I’ve packaged ruby-usb as gems, available both for Windows an *nix/linux/os x
gem install ruby-usb # On *nix/linux/os x you must first install Lib-USB
At one of the projects in BEKK we bought a Betabrite Prism sign to display the status of builds. Getting the Betabrite Gem to work via USB on Windows was a bit of a challenge. I got around it, so I’d like to share it with others.
The first hurdle was to get Ruby-usb to work on Windows. Ruby-usb is a Ruby library that uses the Lib-USB C library. Ruby-usb wasn’t available as a binary gem (with compiled C extensions), so I figured I had to make one myself. Luckily there is a Windows port of Lib-USB, and I decided to try to build Ruby-usb’s C extensions against that library.

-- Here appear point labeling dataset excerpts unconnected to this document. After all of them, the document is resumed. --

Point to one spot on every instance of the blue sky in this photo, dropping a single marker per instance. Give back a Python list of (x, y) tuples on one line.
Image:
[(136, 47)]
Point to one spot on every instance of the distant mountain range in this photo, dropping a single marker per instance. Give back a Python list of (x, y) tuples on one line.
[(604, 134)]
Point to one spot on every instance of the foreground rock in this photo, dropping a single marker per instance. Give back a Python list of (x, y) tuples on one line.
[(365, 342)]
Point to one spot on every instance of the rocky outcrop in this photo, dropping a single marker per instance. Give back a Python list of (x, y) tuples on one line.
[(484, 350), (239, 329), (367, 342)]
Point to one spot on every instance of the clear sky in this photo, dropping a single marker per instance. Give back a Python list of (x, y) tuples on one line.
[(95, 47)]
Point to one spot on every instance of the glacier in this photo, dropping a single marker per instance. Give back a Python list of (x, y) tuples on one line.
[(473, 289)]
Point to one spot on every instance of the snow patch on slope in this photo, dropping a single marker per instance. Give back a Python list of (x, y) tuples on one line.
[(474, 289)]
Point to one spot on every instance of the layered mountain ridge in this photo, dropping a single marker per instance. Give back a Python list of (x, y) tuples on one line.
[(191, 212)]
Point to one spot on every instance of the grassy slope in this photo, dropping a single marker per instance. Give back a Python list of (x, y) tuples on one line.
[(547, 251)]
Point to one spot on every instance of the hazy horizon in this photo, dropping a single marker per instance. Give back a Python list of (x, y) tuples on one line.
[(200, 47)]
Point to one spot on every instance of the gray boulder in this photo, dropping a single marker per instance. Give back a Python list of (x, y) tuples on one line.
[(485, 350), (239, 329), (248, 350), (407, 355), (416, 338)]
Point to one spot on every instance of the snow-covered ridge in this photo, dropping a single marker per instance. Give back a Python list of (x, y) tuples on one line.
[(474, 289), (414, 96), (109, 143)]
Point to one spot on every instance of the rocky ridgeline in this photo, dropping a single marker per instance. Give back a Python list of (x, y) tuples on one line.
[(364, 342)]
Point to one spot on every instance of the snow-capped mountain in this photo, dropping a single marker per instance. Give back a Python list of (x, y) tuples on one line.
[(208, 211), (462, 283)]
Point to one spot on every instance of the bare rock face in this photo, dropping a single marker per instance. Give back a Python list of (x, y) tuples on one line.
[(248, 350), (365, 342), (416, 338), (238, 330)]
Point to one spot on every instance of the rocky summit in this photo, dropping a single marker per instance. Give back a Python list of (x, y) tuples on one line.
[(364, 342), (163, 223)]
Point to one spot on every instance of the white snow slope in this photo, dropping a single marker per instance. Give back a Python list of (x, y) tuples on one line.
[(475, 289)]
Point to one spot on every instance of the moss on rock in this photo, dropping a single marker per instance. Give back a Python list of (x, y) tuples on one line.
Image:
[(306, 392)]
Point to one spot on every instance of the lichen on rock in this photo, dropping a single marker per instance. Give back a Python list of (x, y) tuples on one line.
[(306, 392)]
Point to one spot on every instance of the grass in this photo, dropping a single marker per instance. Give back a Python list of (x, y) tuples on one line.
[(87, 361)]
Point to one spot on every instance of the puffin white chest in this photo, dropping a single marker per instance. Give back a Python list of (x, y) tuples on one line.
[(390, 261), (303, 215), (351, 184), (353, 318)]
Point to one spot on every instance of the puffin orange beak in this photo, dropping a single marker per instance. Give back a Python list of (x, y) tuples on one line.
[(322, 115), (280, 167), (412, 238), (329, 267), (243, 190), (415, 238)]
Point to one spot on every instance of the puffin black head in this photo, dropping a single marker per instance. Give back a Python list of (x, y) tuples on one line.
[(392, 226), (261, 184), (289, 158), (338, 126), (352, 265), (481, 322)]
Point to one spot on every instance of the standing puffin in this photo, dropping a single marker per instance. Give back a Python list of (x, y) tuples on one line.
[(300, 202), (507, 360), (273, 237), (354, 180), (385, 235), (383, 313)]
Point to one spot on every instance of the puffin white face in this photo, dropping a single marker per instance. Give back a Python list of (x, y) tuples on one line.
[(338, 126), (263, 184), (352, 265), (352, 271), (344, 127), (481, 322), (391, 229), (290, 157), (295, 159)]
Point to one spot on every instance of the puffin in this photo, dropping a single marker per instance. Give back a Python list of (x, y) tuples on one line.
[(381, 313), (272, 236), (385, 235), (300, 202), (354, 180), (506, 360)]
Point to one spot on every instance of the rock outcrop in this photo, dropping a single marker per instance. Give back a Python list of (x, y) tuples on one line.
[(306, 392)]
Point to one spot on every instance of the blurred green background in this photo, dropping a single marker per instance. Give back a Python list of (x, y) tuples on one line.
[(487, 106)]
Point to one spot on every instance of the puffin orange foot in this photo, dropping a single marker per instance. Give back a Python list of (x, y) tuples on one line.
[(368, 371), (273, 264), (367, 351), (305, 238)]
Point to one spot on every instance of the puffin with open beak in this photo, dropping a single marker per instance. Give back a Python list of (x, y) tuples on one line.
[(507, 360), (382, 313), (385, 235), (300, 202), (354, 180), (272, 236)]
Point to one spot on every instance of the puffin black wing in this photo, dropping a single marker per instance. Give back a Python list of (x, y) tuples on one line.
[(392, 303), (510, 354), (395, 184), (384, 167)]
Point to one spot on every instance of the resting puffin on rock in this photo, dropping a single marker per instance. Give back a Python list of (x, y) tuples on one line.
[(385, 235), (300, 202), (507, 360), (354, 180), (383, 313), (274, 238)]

After a lot of reading and trial and error I finally realised I had to build Ruby-usb’s C extensions with MinGW and MSYS. I even had to build Ruby itself with MinGW/MSYS in order to get rbconfig to work. These tools are great alternatives to Cygwin, as they produce “pure” win32 binaries.
With a working Ruby-usb gem for Windows I tried out the Betabrite gem, and found a little bug that has now been fixed.
So I ended up having to fork Tanaka’s original Ruby-usb project. The code is on Gitorious and the Gem on Rubyforge. Forking is something I hate to do, but I haven’t been able to get in touch with Tanaka, and it seemed like the only way to publish Ruby-usb as gems.